Während von der breiten Öffentlichkeit das Mittelalter noch immer und vermutlich viele weitere Jahre als fortschrittsfremde, ja geradezu -feindliche Epoche betrachtet wird, ist die akademische Forschung spätestens seit den 1960er Jahren einen Schritt weiter - trotzdem die spezialisierte Technikgeschichte angesichts der weit längeren Tradition des Fachs als relativ junger Wissenschaftszweig gelten muss.

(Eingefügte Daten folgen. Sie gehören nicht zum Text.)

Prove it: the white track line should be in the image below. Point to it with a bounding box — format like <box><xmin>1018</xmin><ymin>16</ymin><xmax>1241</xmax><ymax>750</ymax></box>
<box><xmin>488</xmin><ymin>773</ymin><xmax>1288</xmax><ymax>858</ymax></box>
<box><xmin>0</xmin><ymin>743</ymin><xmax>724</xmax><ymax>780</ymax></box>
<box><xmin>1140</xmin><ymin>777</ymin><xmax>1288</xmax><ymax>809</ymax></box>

So können die Pioniere dieser Disziplin als äußerst verdienstvoll angesehen werden, wenn auch viele ihrer frühen Ansätze und Argumentationen heute als widerlegt gelten müssen: etwa die von dem fehlgeleiteten Wunsch nach Betonung der gesamtgesellschaftlichen Bedeutung technischer Innovationen beseelte These, der Steigbügel habe den Karolingern zum Sieg gegen die Muslime verholfen (vgl. S. 61). Die aktuelle Forschung indes legt in ihrer Arbeit den Fokus vermehrt auf Detailstudien zu unterschiedlichen Technologien in verschiedenen Regionen - eine Vorgehensweise, die angesichts der schwer zu typisierenden Diversität mittelalterlicher Technologien und der gleichzeitig fehlenden Reflexion sowie Terminologie der Zeitgenossen für den Gesamtkomplex "Technik" empfehlenswert scheint.
Diesen aktuellen Stand der Technikgeschichte stellt nun Marcus Popplow trotz der notwendigen Prägnanz in hervorragender Klarheit und gleichzeitig angemessener Differenziertheit dar: Nach einleitenden Bemerkungen zur Quellenlage, aktuellen Forschungsansätzen sowie zur räumlichen und zeitlichen Einordnung der Thematik erfolgt eine Klärung der Rahmenbedingungen technischer Entwicklungen, woraufhin einzelne Innovationsprozesse, etwa im Bereich des Transportwesens, der Militärtechnik, des Handwerks, der Landwirtschaft oder des Bergbaus vorgestellt werden. Indem der Autor hier den Bogen über Kernbereiche der mittelalterlichen Ökonomie und des Militärwesens spannt, gelingt ihm ein fundierter Überblick der Technologiegeschichte jener Epoche, deren technische Errungenschaften die Basis für spätere und weit mehr beachtete Technologien legten.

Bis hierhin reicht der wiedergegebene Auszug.